Comment rendre l’héritage plus égalitaire ? Une première solution passe par le principe Rignano. En prenant en compte le facteur temps, il permet de sauvegarder l’héritage des parents vers les enfants, tout en diminuant l’accumulation de patrimoines de génération en génération et les inégalités croissantes qui l’accompagnent.

La mise en place de la fiscalité successorale ne s’est pas faite en un jour. C’est la Révolution française qui a édifié un système universel d’enregistrement, prévalant en France aujourd’hui encore : tout patrimoine transmis doit être déclaré, quel que soit son montant, quelle que soit sa nature, qui que soit celui qui transmet, qui que soit celui qui reçoit.
Pour autant, l’impôt successoral que les révolutionnaires ont mis en place était proportionnel et d’un taux très faible : 1 % pour les transmissions en ligne directe, quel que soit le montant transmis. Un tel impôt proportionnel a échoué à réduire les inégalités de fortunes.

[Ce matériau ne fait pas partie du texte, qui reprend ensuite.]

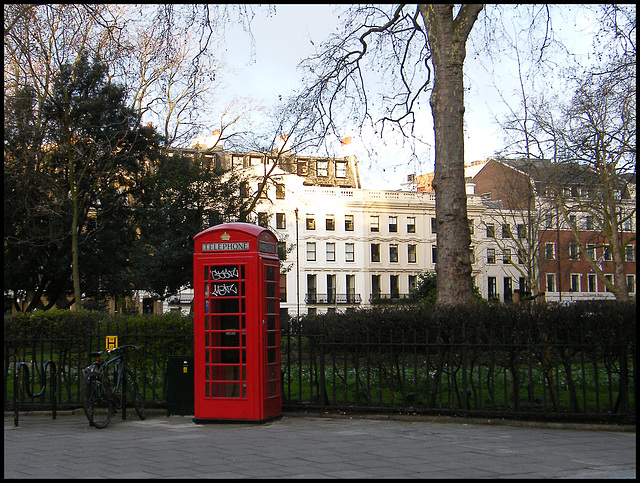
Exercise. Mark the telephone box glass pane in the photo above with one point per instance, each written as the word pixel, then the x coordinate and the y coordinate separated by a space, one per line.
pixel 225 331
pixel 272 317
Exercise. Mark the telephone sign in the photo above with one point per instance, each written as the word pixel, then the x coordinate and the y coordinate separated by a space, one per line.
pixel 236 324
pixel 112 342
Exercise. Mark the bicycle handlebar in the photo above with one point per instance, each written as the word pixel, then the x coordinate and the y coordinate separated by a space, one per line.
pixel 117 349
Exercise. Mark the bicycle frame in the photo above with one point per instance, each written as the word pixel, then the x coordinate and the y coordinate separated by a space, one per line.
pixel 118 391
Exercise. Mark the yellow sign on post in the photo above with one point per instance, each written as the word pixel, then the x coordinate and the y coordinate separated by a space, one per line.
pixel 112 342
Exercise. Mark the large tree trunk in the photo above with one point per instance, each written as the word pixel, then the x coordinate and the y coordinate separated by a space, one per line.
pixel 447 40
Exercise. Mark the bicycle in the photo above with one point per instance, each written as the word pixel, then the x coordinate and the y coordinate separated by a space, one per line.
pixel 99 400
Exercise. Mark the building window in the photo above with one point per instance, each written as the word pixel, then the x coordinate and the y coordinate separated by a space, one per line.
pixel 244 190
pixel 507 286
pixel 492 288
pixel 311 289
pixel 627 225
pixel 375 286
pixel 311 251
pixel 609 277
pixel 349 252
pixel 351 289
pixel 631 283
pixel 348 222
pixel 574 251
pixel 330 223
pixel 393 253
pixel 491 231
pixel 282 250
pixel 413 282
pixel 573 221
pixel 331 252
pixel 322 168
pixel 630 253
pixel 575 282
pixel 283 287
pixel 331 289
pixel 394 286
pixel 311 222
pixel 549 251
pixel 551 282
pixel 375 223
pixel 411 224
pixel 375 252
pixel 411 253
pixel 237 161
pixel 592 282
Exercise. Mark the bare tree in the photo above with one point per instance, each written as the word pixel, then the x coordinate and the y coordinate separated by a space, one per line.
pixel 414 48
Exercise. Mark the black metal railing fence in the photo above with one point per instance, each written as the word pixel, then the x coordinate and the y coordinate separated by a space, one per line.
pixel 432 372
pixel 541 369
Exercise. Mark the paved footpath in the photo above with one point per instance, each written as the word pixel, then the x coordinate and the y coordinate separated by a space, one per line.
pixel 303 446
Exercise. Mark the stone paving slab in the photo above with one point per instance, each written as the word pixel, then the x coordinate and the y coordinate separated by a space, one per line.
pixel 303 446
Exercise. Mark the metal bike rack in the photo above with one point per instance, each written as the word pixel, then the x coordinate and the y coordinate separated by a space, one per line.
pixel 43 382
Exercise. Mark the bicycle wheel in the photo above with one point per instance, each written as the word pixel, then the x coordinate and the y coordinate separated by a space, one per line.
pixel 96 400
pixel 134 397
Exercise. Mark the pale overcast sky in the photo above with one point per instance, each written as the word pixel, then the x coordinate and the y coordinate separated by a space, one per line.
pixel 284 39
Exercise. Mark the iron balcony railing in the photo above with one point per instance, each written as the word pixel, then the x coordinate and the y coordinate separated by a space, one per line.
pixel 333 298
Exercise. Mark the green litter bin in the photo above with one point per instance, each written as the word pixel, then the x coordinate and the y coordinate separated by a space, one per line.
pixel 180 385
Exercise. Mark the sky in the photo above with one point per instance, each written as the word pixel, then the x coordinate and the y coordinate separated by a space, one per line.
pixel 283 39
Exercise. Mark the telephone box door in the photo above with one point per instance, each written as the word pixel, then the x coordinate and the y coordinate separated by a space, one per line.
pixel 271 337
pixel 236 324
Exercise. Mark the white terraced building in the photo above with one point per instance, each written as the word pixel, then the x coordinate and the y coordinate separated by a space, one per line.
pixel 343 247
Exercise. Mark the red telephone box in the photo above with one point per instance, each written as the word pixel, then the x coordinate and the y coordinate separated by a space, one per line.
pixel 236 310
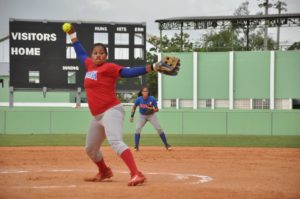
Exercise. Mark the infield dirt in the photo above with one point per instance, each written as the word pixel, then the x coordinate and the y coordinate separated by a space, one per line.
pixel 185 172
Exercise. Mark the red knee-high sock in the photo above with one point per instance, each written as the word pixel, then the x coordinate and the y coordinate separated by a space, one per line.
pixel 101 165
pixel 129 161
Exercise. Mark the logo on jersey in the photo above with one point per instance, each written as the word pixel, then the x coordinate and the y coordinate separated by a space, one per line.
pixel 91 75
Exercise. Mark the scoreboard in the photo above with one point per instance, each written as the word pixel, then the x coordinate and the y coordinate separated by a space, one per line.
pixel 41 54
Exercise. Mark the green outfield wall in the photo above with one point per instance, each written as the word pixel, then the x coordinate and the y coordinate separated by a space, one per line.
pixel 209 122
pixel 251 75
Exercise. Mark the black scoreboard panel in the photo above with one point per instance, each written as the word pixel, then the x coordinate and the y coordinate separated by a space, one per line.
pixel 41 54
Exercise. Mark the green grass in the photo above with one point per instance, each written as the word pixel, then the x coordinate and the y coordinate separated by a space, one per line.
pixel 154 140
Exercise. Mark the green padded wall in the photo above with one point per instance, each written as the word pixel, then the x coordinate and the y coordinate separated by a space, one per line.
pixel 287 74
pixel 213 75
pixel 251 75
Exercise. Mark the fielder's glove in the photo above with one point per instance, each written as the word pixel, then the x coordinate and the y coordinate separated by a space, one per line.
pixel 168 66
pixel 150 110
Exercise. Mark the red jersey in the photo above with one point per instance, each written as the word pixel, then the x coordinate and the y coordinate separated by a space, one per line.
pixel 100 86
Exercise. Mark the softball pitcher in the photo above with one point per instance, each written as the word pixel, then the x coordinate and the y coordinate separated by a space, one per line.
pixel 108 114
pixel 148 107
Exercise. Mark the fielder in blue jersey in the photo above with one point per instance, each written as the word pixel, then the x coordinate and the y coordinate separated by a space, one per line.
pixel 148 107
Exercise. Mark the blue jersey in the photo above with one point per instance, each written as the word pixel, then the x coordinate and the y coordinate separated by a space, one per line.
pixel 143 104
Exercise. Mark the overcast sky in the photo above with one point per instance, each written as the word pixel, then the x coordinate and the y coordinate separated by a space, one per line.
pixel 132 11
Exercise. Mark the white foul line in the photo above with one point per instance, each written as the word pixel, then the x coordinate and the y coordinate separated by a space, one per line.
pixel 178 176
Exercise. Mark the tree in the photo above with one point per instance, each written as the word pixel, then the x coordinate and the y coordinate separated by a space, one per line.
pixel 295 46
pixel 257 41
pixel 171 45
pixel 224 40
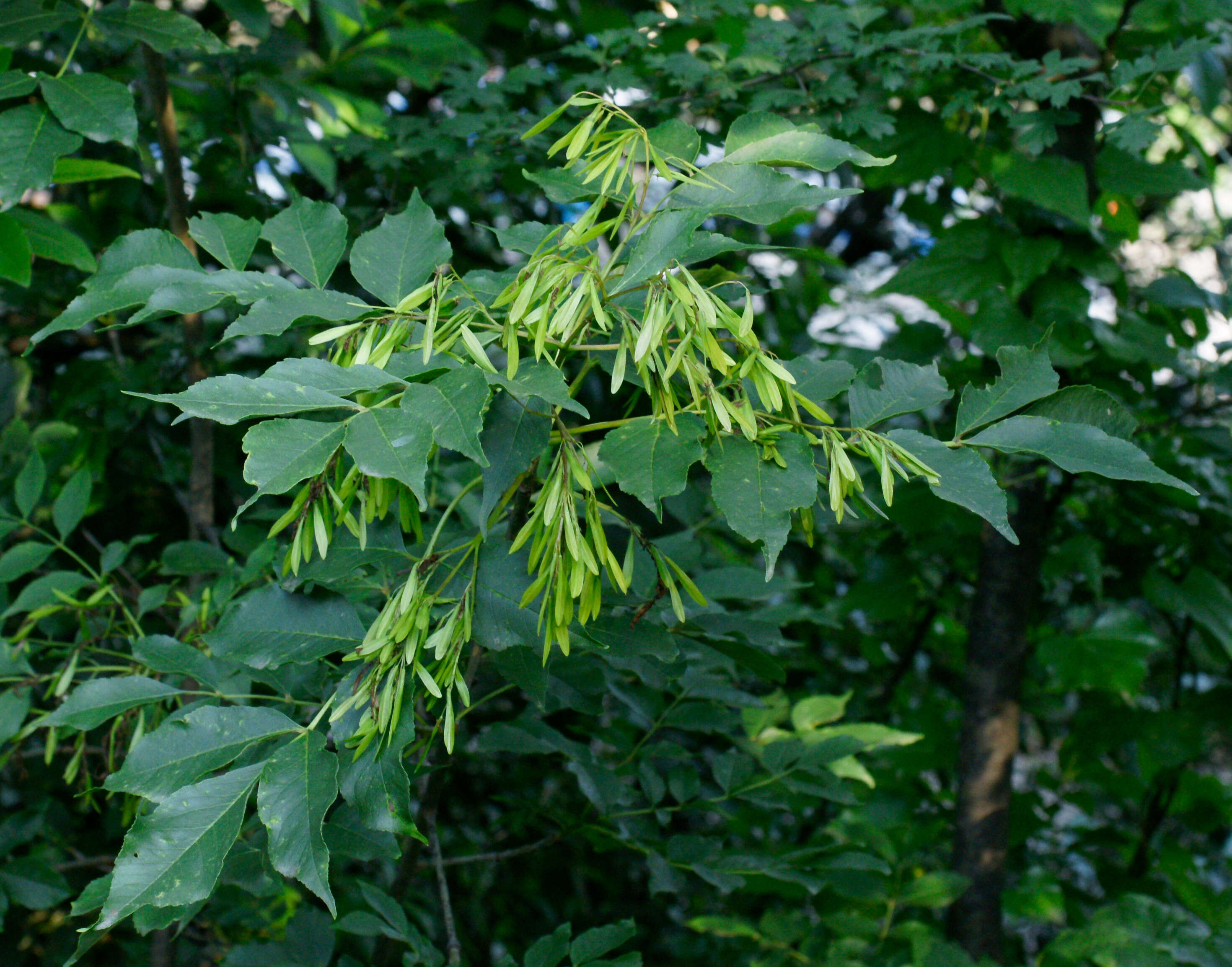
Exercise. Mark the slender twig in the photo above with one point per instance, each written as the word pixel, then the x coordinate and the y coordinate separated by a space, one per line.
pixel 454 949
pixel 85 863
pixel 498 855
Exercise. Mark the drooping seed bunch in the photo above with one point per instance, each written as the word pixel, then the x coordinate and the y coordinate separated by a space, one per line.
pixel 402 647
pixel 886 458
pixel 571 560
pixel 334 499
pixel 554 301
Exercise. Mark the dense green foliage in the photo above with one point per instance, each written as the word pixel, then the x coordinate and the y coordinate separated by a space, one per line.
pixel 599 599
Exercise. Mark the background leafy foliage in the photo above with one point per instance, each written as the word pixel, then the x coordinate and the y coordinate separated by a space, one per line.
pixel 1009 134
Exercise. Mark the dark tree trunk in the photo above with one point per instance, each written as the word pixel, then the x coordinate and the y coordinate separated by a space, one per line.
pixel 201 433
pixel 997 649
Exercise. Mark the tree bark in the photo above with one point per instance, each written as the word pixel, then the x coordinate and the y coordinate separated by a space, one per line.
pixel 201 433
pixel 1006 594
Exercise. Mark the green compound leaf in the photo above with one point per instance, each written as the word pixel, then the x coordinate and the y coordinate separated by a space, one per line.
pixel 72 171
pixel 454 406
pixel 1027 376
pixel 392 444
pixel 230 238
pixel 327 376
pixel 50 240
pixel 277 315
pixel 163 30
pixel 96 701
pixel 310 237
pixel 30 142
pixel 1087 404
pixel 378 786
pixel 15 251
pixel 284 452
pixel 173 856
pixel 821 380
pixel 24 20
pixel 757 496
pixel 540 379
pixel 1076 447
pixel 93 105
pixel 513 437
pixel 751 193
pixel 73 502
pixel 395 259
pixel 272 627
pixel 764 138
pixel 966 478
pixel 903 388
pixel 652 463
pixel 228 400
pixel 23 558
pixel 667 239
pixel 298 786
pixel 181 751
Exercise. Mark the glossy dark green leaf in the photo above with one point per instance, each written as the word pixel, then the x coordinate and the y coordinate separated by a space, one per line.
pixel 392 444
pixel 93 105
pixel 272 627
pixel 15 252
pixel 30 142
pixel 513 437
pixel 174 855
pixel 228 400
pixel 651 461
pixel 524 667
pixel 32 884
pixel 1027 376
pixel 667 239
pixel 298 786
pixel 73 171
pixel 168 656
pixel 94 703
pixel 751 193
pixel 227 237
pixel 14 709
pixel 29 487
pixel 310 237
pixel 51 240
pixel 550 950
pixel 1087 404
pixel 210 290
pixel 539 379
pixel 820 380
pixel 23 558
pixel 966 478
pixel 73 502
pixel 347 835
pixel 1076 447
pixel 599 941
pixel 163 30
pixel 42 590
pixel 274 316
pixel 757 496
pixel 329 377
pixel 15 83
pixel 454 404
pixel 24 20
pixel 378 786
pixel 770 140
pixel 400 256
pixel 183 751
pixel 132 289
pixel 284 452
pixel 888 388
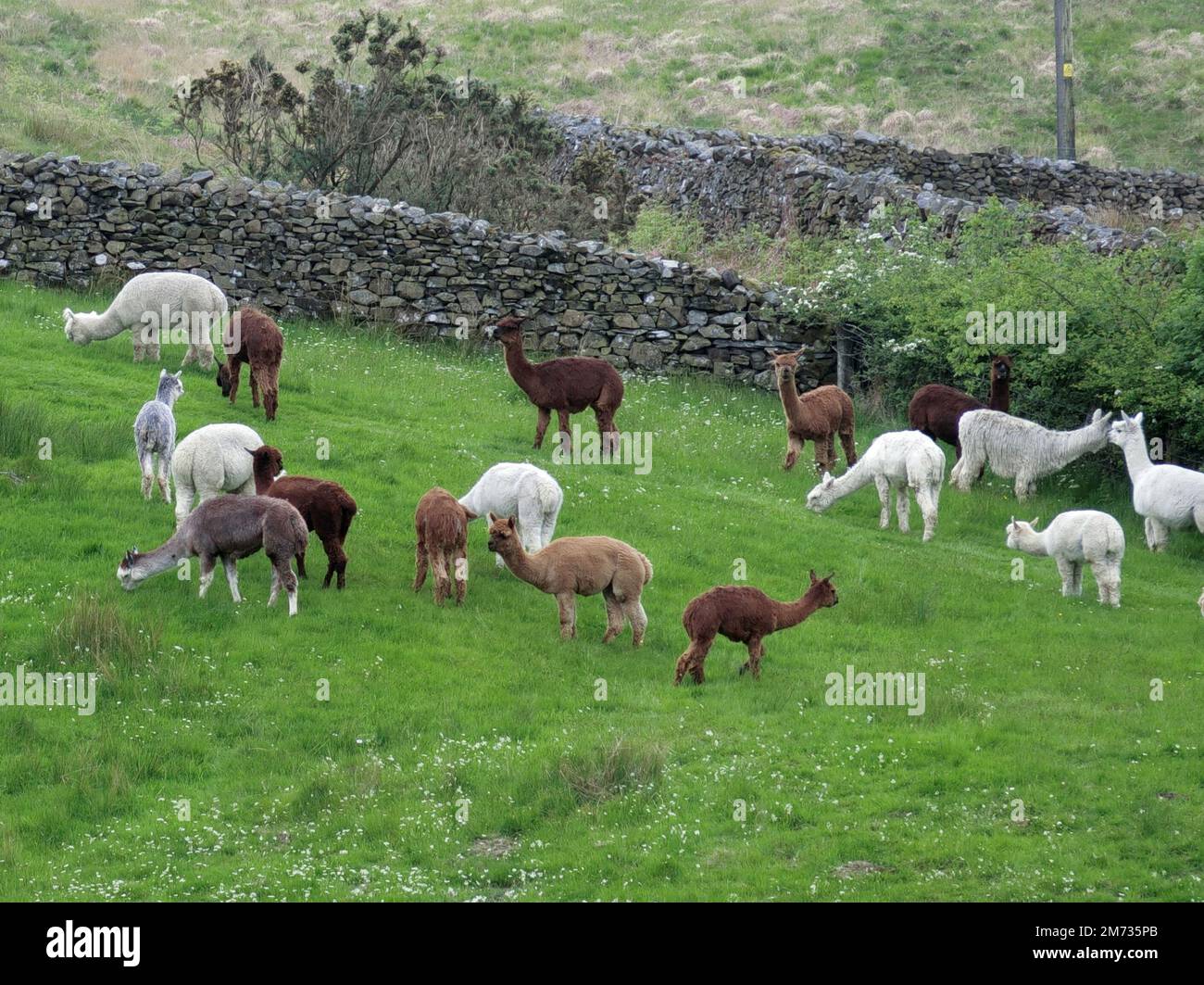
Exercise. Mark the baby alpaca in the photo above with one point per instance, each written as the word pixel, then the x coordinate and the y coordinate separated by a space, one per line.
pixel 1072 538
pixel 745 614
pixel 442 527
pixel 574 566
pixel 228 527
pixel 521 490
pixel 155 433
pixel 156 306
pixel 898 461
pixel 1169 497
pixel 212 461
pixel 254 338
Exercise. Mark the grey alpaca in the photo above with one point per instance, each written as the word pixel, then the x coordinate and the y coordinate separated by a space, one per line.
pixel 155 433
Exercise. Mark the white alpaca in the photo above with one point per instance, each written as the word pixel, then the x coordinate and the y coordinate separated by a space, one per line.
pixel 1072 538
pixel 1169 497
pixel 521 490
pixel 212 461
pixel 897 461
pixel 157 306
pixel 1018 448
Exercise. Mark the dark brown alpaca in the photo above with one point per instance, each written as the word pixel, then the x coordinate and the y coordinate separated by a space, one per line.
pixel 326 509
pixel 566 385
pixel 817 415
pixel 442 526
pixel 937 410
pixel 745 614
pixel 259 344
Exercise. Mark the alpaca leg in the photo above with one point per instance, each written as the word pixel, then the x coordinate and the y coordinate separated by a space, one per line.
pixel 232 577
pixel 541 425
pixel 567 603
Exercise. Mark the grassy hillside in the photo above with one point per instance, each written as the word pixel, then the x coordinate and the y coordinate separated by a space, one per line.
pixel 484 711
pixel 94 77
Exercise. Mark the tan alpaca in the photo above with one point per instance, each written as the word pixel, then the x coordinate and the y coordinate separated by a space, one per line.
pixel 572 566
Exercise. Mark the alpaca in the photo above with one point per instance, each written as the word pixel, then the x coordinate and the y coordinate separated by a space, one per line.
pixel 228 527
pixel 566 385
pixel 935 409
pixel 1169 497
pixel 156 306
pixel 442 527
pixel 745 614
pixel 155 433
pixel 521 490
pixel 254 338
pixel 815 415
pixel 1022 449
pixel 211 461
pixel 898 461
pixel 1072 538
pixel 573 566
pixel 325 506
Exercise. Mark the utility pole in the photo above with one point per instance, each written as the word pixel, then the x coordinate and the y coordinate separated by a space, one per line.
pixel 1063 55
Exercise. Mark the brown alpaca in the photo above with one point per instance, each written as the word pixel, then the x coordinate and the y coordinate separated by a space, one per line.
pixel 260 345
pixel 326 509
pixel 572 566
pixel 817 415
pixel 745 614
pixel 937 410
pixel 566 385
pixel 442 526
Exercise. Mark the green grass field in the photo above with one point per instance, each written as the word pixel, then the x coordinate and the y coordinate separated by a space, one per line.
pixel 484 711
pixel 88 77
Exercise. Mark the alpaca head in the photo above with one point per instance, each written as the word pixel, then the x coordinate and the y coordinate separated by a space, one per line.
pixel 822 495
pixel 73 326
pixel 1127 429
pixel 822 591
pixel 502 535
pixel 171 386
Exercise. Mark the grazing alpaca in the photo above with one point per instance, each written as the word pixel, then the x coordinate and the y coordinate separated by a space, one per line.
pixel 442 527
pixel 935 409
pixel 514 489
pixel 155 433
pixel 566 385
pixel 172 300
pixel 817 415
pixel 1072 538
pixel 1018 448
pixel 229 527
pixel 254 338
pixel 212 461
pixel 745 614
pixel 1169 497
pixel 325 507
pixel 898 461
pixel 574 566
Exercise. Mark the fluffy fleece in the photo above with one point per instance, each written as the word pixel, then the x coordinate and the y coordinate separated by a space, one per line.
pixel 1022 449
pixel 182 297
pixel 898 461
pixel 1168 497
pixel 566 385
pixel 228 527
pixel 1072 539
pixel 521 490
pixel 155 434
pixel 254 338
pixel 212 461
pixel 442 529
pixel 745 614
pixel 325 506
pixel 818 415
pixel 574 566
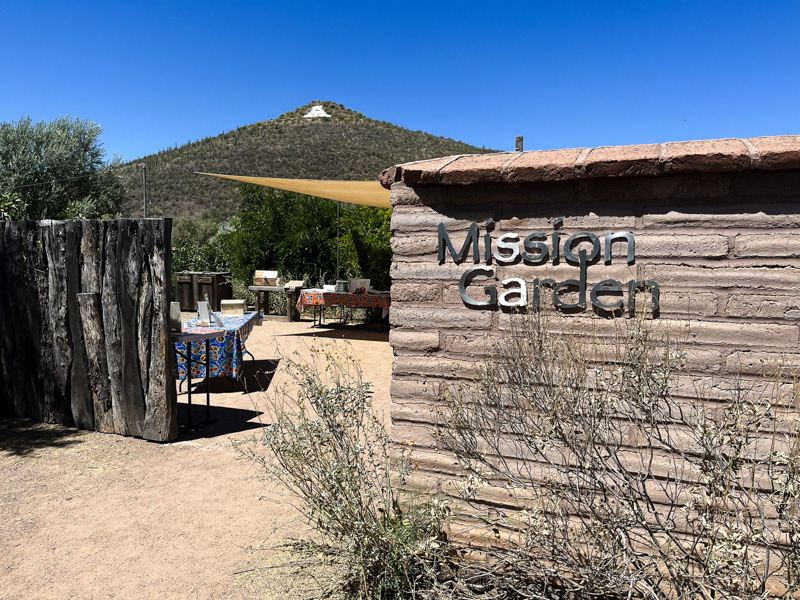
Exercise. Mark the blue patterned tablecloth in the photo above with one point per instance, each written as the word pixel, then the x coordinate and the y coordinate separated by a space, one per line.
pixel 226 350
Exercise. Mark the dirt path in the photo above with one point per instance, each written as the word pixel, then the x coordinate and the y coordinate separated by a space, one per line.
pixel 88 515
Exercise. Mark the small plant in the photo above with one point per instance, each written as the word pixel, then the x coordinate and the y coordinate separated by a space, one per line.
pixel 329 449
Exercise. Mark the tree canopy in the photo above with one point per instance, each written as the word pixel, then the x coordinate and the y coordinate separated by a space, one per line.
pixel 57 169
pixel 292 233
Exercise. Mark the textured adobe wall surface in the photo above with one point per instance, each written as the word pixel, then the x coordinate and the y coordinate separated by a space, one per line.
pixel 724 248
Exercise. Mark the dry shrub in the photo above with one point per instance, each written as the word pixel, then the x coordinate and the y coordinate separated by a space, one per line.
pixel 328 448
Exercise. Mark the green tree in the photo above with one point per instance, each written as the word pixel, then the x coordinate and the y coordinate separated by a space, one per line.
pixel 58 169
pixel 293 233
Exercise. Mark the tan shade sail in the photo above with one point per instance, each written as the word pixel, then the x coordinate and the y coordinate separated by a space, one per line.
pixel 368 193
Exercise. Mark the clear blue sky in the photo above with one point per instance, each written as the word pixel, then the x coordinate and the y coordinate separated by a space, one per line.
pixel 563 74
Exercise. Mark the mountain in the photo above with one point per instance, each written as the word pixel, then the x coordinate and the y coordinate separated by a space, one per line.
pixel 345 145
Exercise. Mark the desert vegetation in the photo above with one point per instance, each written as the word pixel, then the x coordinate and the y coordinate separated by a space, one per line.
pixel 580 471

Ce n’est qu’au début du XXe siècle, souvent après d’intenses débats parlementaires, que la fiscalité successorale est devenue progressive, en 1901 pour la France, en 1902 pour l’Italie, et seulement en 1919 pour la Belgique. Désormais, le taux d’imposition augmente avec le montant du patrimoine transmis. Et le différentiel entre les taux d’imposition constitue un puissant levier de redistribution en taxant plus fortement les grands héritages. Les pays européens qui ont, dans l’entre-deux-guerres, accru les écarts dans la gradation des taux d’imposition successorale ont ainsi vu leurs inégalités patrimoniales se réduire.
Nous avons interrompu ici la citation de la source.